Во-первых, кино наделялось способностью фиксировать масштабные социальные и урбанистические процессы: город как целое. Во-вторых, оператор охарактеризован как отстраненный техник: вертит ленту, не смущаясь ни сложностью своей работы, ни этикой – снимает, убивая/сталкивая героев. Критик продолжала:

Кинематографический характер «Манхэттена», пожалуй, является главным источником конструктивного своеобразия романа. Дос Пассос совершенно отказывается от литературной экспозиции, от объяснения последовательности в описании и фактов. […] Каждый эпизод проходит перед читателем бледнее или яснее в зависимости от прихоти автора, но без всякого объяснения этого эпизода с прошлым, как отдельные кадры киноленты. […] В «Манхэттене» нет фабулы, нет литературной экспозиции [Там же: 30].

Здесь важны два взаимосвязанных момента.
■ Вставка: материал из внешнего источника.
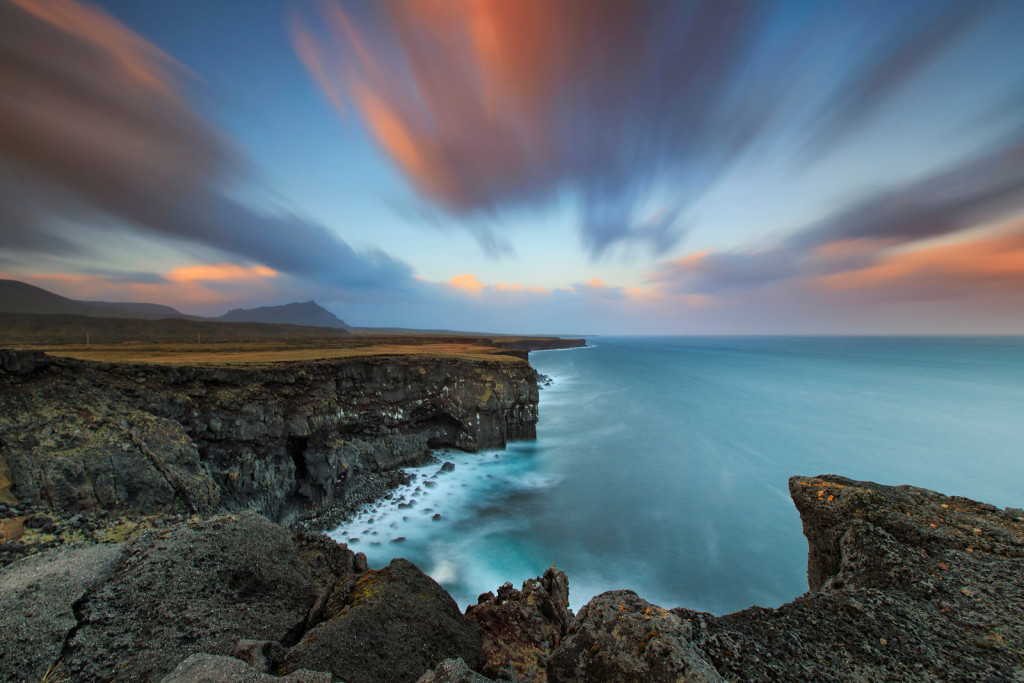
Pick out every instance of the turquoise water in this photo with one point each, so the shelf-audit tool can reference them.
(660, 464)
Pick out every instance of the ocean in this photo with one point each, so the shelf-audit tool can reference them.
(660, 463)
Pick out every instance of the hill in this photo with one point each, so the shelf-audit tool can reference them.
(307, 313)
(18, 297)
(28, 329)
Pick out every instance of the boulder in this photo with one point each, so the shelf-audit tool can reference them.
(620, 637)
(263, 655)
(521, 628)
(37, 600)
(205, 668)
(387, 625)
(195, 588)
(453, 671)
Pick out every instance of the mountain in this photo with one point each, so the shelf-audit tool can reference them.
(18, 297)
(308, 313)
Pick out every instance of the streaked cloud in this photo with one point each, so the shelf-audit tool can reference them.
(94, 128)
(204, 289)
(885, 240)
(493, 104)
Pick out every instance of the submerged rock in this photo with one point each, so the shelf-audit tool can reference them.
(388, 625)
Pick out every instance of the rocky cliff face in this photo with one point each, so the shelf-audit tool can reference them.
(906, 585)
(288, 438)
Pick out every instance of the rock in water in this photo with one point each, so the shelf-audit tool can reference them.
(388, 625)
(522, 628)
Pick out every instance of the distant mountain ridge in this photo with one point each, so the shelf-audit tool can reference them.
(18, 297)
(308, 313)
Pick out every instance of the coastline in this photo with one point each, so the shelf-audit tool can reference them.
(882, 562)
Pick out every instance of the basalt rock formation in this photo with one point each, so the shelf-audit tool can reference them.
(906, 585)
(521, 628)
(289, 439)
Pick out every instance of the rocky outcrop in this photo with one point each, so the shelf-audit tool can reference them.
(196, 588)
(522, 628)
(386, 626)
(617, 636)
(540, 343)
(290, 438)
(219, 669)
(231, 586)
(453, 671)
(906, 585)
(37, 600)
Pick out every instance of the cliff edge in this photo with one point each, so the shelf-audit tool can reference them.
(288, 439)
(906, 585)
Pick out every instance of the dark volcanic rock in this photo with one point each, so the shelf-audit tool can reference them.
(521, 628)
(619, 637)
(388, 625)
(219, 669)
(195, 588)
(37, 599)
(289, 439)
(907, 585)
(453, 671)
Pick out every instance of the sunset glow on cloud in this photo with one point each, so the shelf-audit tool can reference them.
(685, 166)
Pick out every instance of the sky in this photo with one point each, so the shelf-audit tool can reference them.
(537, 166)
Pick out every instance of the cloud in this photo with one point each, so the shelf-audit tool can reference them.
(94, 127)
(467, 283)
(885, 239)
(493, 104)
(208, 289)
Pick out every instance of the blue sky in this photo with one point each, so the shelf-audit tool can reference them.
(650, 167)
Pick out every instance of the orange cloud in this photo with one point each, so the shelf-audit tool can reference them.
(993, 261)
(502, 287)
(218, 271)
(467, 283)
(185, 286)
(136, 58)
(471, 285)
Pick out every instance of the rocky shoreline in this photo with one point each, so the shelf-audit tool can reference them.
(906, 585)
(137, 549)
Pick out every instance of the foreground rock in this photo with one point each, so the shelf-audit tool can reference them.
(389, 625)
(135, 610)
(907, 585)
(219, 669)
(522, 628)
(37, 599)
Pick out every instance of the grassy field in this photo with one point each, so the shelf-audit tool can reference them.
(245, 352)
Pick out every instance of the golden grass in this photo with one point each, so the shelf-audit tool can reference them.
(258, 352)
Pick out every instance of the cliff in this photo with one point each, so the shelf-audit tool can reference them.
(906, 585)
(289, 439)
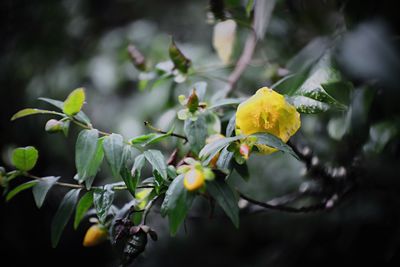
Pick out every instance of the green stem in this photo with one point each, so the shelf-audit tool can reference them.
(151, 127)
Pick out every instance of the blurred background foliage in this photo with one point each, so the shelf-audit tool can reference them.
(50, 47)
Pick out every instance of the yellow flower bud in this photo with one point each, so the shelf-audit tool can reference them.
(95, 235)
(212, 139)
(267, 111)
(193, 180)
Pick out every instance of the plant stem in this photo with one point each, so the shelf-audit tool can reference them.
(151, 127)
(79, 186)
(283, 208)
(248, 50)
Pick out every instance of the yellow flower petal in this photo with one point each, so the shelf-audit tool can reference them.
(95, 235)
(267, 111)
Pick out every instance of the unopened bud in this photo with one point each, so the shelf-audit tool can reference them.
(193, 102)
(193, 180)
(137, 58)
(53, 126)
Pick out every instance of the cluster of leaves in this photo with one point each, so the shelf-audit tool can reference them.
(317, 88)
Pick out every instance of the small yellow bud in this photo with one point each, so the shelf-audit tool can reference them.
(267, 111)
(193, 180)
(95, 235)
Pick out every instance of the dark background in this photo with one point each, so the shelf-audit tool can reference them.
(49, 47)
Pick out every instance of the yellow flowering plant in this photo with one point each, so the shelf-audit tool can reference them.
(211, 137)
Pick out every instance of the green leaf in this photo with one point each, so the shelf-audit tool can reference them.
(308, 105)
(226, 198)
(81, 116)
(196, 132)
(226, 102)
(74, 102)
(178, 58)
(19, 189)
(42, 188)
(275, 142)
(88, 155)
(213, 123)
(249, 7)
(136, 173)
(311, 96)
(62, 215)
(102, 200)
(176, 204)
(210, 150)
(83, 206)
(242, 170)
(24, 158)
(31, 111)
(148, 139)
(113, 149)
(157, 161)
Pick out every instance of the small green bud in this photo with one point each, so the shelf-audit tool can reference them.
(2, 175)
(137, 58)
(193, 102)
(53, 126)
Во-первых, кино присуща авторская прихоть, с одной стороны, в непоследовательности повествования, а с другой – в отказе от его толкования. Иначе говоря, с одной стороны – произвол и субъективность, с другой – избегание трактовки, то есть объективность. Именно за этот синтез субъективности ракурса и объективности технологии советские критики крайне недоверчиво относились к кино.

Во-вторых, Немеровская отрицала наличие в романе литературной экспозиции, причем неясно, идет ли речь именно о такой экспозиции, которая свойственна только литературе, или об экспозиции как об элементе повествовательных искусств. Тем не менее Немеровская закрепила за литературной экспозицией такие рационализирующие свойства, как последовательность, связность, объяснимость, оставив кино иррациональную непоследовательность и прихоть. Взаимосвязь этих моментов показывает, что критик игнорировала то, что качества последовательности и непоследовательности зависят не от медиа или вида искусства, но от творческого решения, создающего роман или фильм бессвязно-обрывочным или логически-стройным. Немеровская же хотела объявить непоследовательность свойством, чуждым литературе и характерным кино.

Обсуждая сценарий «Товар площадей» Виктора Гусева и Михаила Ромма, Александр Новогрудский говорил:

живописью ужасов загнивающего капитализма большей частью фотографически, но мало художественно-убедительно показывают субъективно внутренний рост пролетариата. […] Среди унылых фотографически-ремесленных кинопроизведений на западную тематику […] выделяется «Товар площадей» [Гусев 1931: 1–2].

Пересказав сценарий, критик упрекнул авторов во фрагментарности и посетовал на то, что сценаристы не прибегли к равномерному сочетанию индукции и дедукции, что издревле считалось качеством диалектического мышления (Платон, Федр, 265d–266bc). Новогрудский привел пример: «В последнее время очень увлекаются у нас книгами Дос Пассоса, […] но Дос Пассос – типичный фрагментарист, что, однако, не делает его диалектиком» [Там же: 4–5]. Новогрудского настораживало в прозе Дос Пассоса как раз то, за что американского писателя ругали многие советские критики, например Немеровская. Это и пристальное внимание к деталям, и создание абстрактного образа. То есть, по Новогрудскому, Дос Пассос воспринимал и общее, и детали фрагментарно, поэтому он не диалектик.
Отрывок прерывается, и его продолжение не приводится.